Liputan6.com, Jakarta - Bakal wakil calon gubernur Jakarta dari PDIP Rano Karno, menyinggung sosok yang dinilai masih bimbang berlaga di Pilkada Jakarta 2024.
Dia merasa, sosok tersebut menginginkan maju di Pilgub Jawa Barat. Namun, karena diminta untuk berkontestasi di Pilkada Jakarta akhirnya dia maju tidak sepenuh hati.
Baca Juga
"Kalau kita mau tanya sebetulnya dia mau di sini atau mau di tempat lain? Ayo gue mau tanya. Dia mau di Jakarta atau mau di Bandung? Bukan maunya dia di mana, sebetulnya dia mau di sono. Kenapa sekarang dia di sini? Diminta Untuk di sini. Sekarang kalau dia memang di sini, enggak dengan hati," kata Rano Karno, saat paparan di Warung Si Doel, Jakarta, Jumat (6/9).
Advertisement
Lebih lanjut, Rano Karno pun menyinggung pembangunan Giant Sea Wall. Dia menilai, anggaran APBD pemerintah daerah Jakarta tak memadai untuk membangun itu.
"Dulu saya ketua Koordinator, Koordinasi Jabodetabek. Dulu setiap Tahun gubernur berganti Banten, Jawa Barat, DKI. Jadi kita tahu gak mungkin APBD Pemda DKI untuk bangun Giant Sea Wall," imbuh dia.
Tim Pramono-Rano 'Sentil' Ridwan Kamil: Yang Sebelah Mau Bikin Jakarta Jadi Bandung Agak Susah
Tim Pemenangan meyakini bahwa pasangan bakal calon gubernur dan wakil gubernur Jakarta dari PDIP, Pramono Anung-Rano Karno mampu melanjutkan pembangunan mantan Gubernur Jakarta Anies Baswedan.
Wakil Sekretaris Tim Pemenangan Pramono-Rano, Beno Muhamad Ibnu, menyinggung kubu sebelah yang akan membuat Jakarta seperti Bandung agak sulit terwujud.
"Karena posisi yang Mas Pram dan Nang Doel yang bisa meneruskan pembangunan yang dibangun oleh Pak Anies. Kalau posisi sebelah tidak mungkin, karena mau bikin Jakarta jadi Bandung agak susah," kata Beno, saat sambutan di Warung Si Doel, Jakarta, Jumat (6/9).
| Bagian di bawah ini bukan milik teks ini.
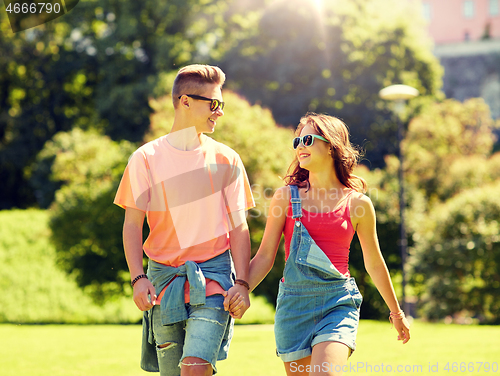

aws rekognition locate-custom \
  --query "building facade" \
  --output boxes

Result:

Bahkan, dia menegaskan, anak asli Betawi adalah Rano Karno. Sehingga, akan lebih mudah membangun Jakarta dengan baik.
"Yang anak Jakarta, yang anak Betawi, si Doel. Kalau putra daerah membangun kotanya sendiri, otomatis relate tuh emosionalnya," ujar dia.
"Beda kalau orang dari sebelah mau coba membangun, nah saya khawatirnya bukan terbangun, tapi merubah tradisi dan kultur, itu yang bahaya," sambungnya.
Advertisement
Kultur Jangan Sampai Hilang
Meskipun, kata Beno, Jakarta sudah tak lagi menjadi ibu kota, namun kultur jangan sampai hilang.
"Jakarta memang ibu kota, walaupun sekarang mau pindah ke IKN, Jakarta memang semua kaum urban di Sana. Tetapi soal kebudayaan, soal kultur, itu tidak boleh dihilangkan."
"Jangan sampai Jakarta menjadi Singapura nanti. Atau seperti Australia, yang justru orang-orang asli Jakartanya justru terpikirkan malah bisa dihilangkan. Ini bukan soal politik identitas, ini bukan soal politik primordial," tegas Beno.
"Di Jakarta, suku terbesarnya Jawa. Makanya Mas Pram tidak kita ganti menjadi Bang Pram, tetap saja menjadi Mas Pram. Tidak seperti Kang menjadi Bang," imbuhnya.